Unexpected Differences in Immune Response

They found that while some gene expression changes were similar across the three groups, there were significant differences in levels of immune cell gene expression. What’s more, transcriptional profiles also showed that immune cells differed in abundance, depending on the cause of the myocarditis.

“Such differences were unexpected,” says Dr. Eric Lindberg, co-lead author of the paper, former postdoc in the Hübner lab, who now heads a research group at the LMU hospital in Munich. The researchers for example found that post-vaccination, CD4 T-cells were more abundant whereas post SARS-CoV-2 infection, CD8 T cells tended to be more dominant. In the non-COVID-19 myocarditis samples, the CD4 to CD8 cell ratio was about 50/50, he adds. Gene expression data suggested that the CD8 T cells in the post-COVID-19 group also appeared to be more aggressive than in non-COVID myocarditis. The researchers also found a small population of T cells present in post-COVID-19 myocarditis that have previously only been observed in the blood of severely sick COVID-19 patients.

“Together, these findings suggest a stronger immune response in post-COVID-19 myocarditis compared to pre-pandemic forms of myocarditis, while the myocardial inflammation appeared to be milder in post-vaccination,” says Professor Norbert Hübner of the Max Delbrück Center and Charite – Universitätsmedizin Berlin, corresponding author on the paper and a principal investigator at the DZHK. Although the sample size from patients with post-vaccination myocarditis was small, the results are in line with other studies of post-vaccination myocarditis, Hübner adds.

Implications for Treatment and Future Therapies

Being able to differentiate between inflammation caused by different kinds of infections and vaccination paves the way to improve treatment tailored to specific types of inflammation, says Maatz.
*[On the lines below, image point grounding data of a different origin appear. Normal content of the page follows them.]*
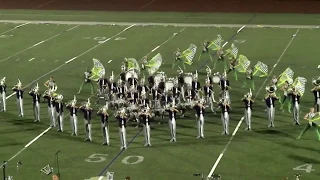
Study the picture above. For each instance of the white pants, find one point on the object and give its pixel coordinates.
(225, 122)
(271, 112)
(87, 127)
(200, 125)
(3, 102)
(105, 132)
(60, 121)
(296, 112)
(74, 124)
(172, 126)
(146, 130)
(52, 115)
(123, 140)
(20, 106)
(36, 111)
(247, 117)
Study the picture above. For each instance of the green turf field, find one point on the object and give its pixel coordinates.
(34, 52)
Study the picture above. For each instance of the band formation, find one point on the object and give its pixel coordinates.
(132, 98)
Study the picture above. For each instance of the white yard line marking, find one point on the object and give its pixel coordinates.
(15, 28)
(146, 5)
(46, 3)
(72, 59)
(241, 120)
(38, 44)
(90, 23)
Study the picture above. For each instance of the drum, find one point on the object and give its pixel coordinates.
(216, 79)
(188, 78)
(157, 79)
(169, 85)
(131, 73)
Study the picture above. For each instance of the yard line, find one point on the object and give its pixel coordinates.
(90, 23)
(146, 5)
(241, 120)
(39, 43)
(19, 26)
(138, 133)
(72, 59)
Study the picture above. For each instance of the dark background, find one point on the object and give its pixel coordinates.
(262, 6)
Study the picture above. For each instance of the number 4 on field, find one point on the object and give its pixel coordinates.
(305, 167)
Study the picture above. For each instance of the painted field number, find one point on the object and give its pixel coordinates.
(130, 160)
(138, 159)
(96, 158)
(305, 167)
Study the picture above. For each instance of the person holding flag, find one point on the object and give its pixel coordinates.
(87, 74)
(311, 117)
(36, 102)
(3, 90)
(19, 93)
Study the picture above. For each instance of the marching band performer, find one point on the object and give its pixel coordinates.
(316, 93)
(145, 116)
(270, 99)
(59, 111)
(122, 118)
(36, 102)
(249, 79)
(104, 124)
(287, 91)
(195, 84)
(87, 74)
(50, 83)
(3, 90)
(225, 86)
(178, 59)
(311, 118)
(19, 92)
(225, 109)
(172, 121)
(248, 102)
(296, 106)
(87, 112)
(200, 108)
(73, 116)
(49, 95)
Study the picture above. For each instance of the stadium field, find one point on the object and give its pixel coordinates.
(33, 51)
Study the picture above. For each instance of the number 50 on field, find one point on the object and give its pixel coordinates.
(98, 158)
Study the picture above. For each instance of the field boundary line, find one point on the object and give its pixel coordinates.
(38, 43)
(258, 92)
(293, 26)
(16, 27)
(138, 133)
(72, 59)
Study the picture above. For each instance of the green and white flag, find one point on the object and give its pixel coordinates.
(154, 64)
(188, 55)
(242, 64)
(97, 71)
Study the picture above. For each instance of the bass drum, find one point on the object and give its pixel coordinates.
(131, 73)
(188, 79)
(169, 85)
(216, 79)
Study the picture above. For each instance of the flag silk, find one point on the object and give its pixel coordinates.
(97, 71)
(287, 75)
(133, 64)
(188, 55)
(242, 64)
(154, 64)
(300, 84)
(260, 69)
(216, 44)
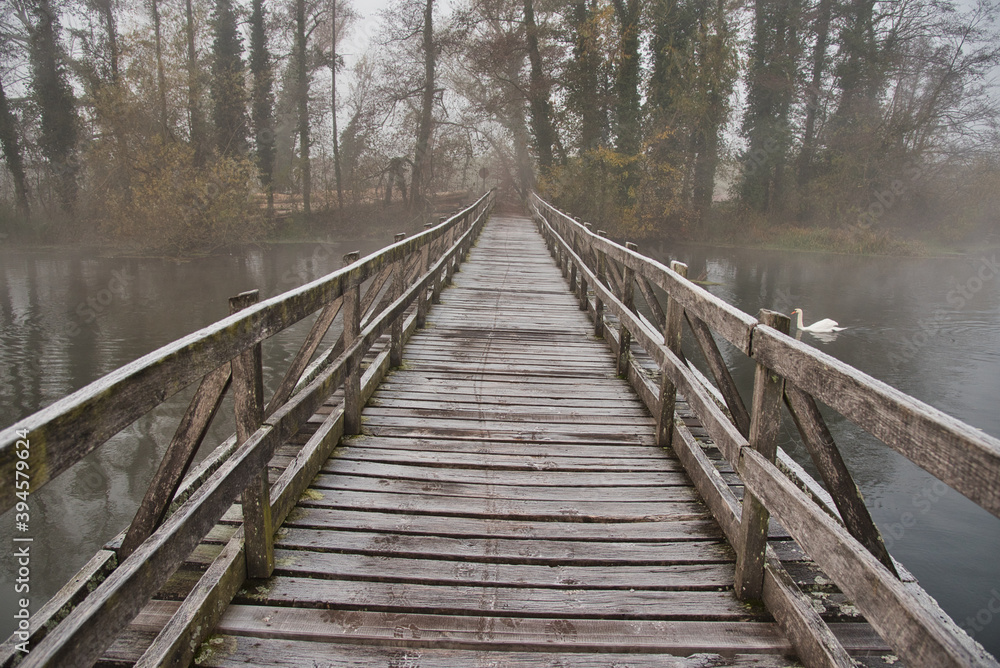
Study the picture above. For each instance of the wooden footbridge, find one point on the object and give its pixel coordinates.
(538, 478)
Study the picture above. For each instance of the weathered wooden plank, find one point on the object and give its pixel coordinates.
(724, 379)
(484, 476)
(503, 462)
(177, 459)
(916, 634)
(623, 495)
(319, 518)
(301, 359)
(193, 620)
(575, 511)
(963, 457)
(406, 570)
(671, 339)
(509, 550)
(501, 601)
(56, 608)
(826, 455)
(765, 426)
(70, 428)
(232, 651)
(484, 632)
(510, 448)
(248, 390)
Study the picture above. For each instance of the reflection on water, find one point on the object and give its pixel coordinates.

Based on the research, one could develop new therapies to control the side effects of vaccines, for example, she adds.

Also, biopsy samples of the heart are generally tiny – they are no larger than a pinhead. It was a challenge to get the snRNA-seq technique to work using such minute amounts of tissue, Maatz says. “But I think the resolution and depth of insight we were able to generate really shows the power of this method – perhaps in the future also in a diagnostic setting.”

Reference: “The cellular and molecular cardiac tissue responses in human inflammatory cardiomyopathies after SARS-CoV-2 infection and COVID-19 vaccination” by Henrike Maatz, Eric L. Lindberg, Eleonora Adami, Natalia López-Anguita, Alvaro Perdomo-Sabogal, Lucía Cocera Ortega, Giannino Patone, Daniel Reichart, Anna Myronova, Sabine Schmidt, Ahmed Elsanhoury, Oliver Klein, Uwe Kühl, Emanuel Wyler, Markus Landthaler, Schayan Yousefian, Simon Haas, Florian Kurth, Sarah A. Teichmann, Gavin Y. Oudit, Hendrik Milting, Michela Noseda, Jonathan G. Seidman, Christine E. Seidman, Bettina Heidecker, Leif E. Sander, Birgit Sawitzki, Karin Klingel, Patrick Doeblin, Sebastian Kelle, Sophie Van Linthout, Norbert Hubner and Carsten Tschöpe, 24 February 2025, Nature Cardiovascular Research.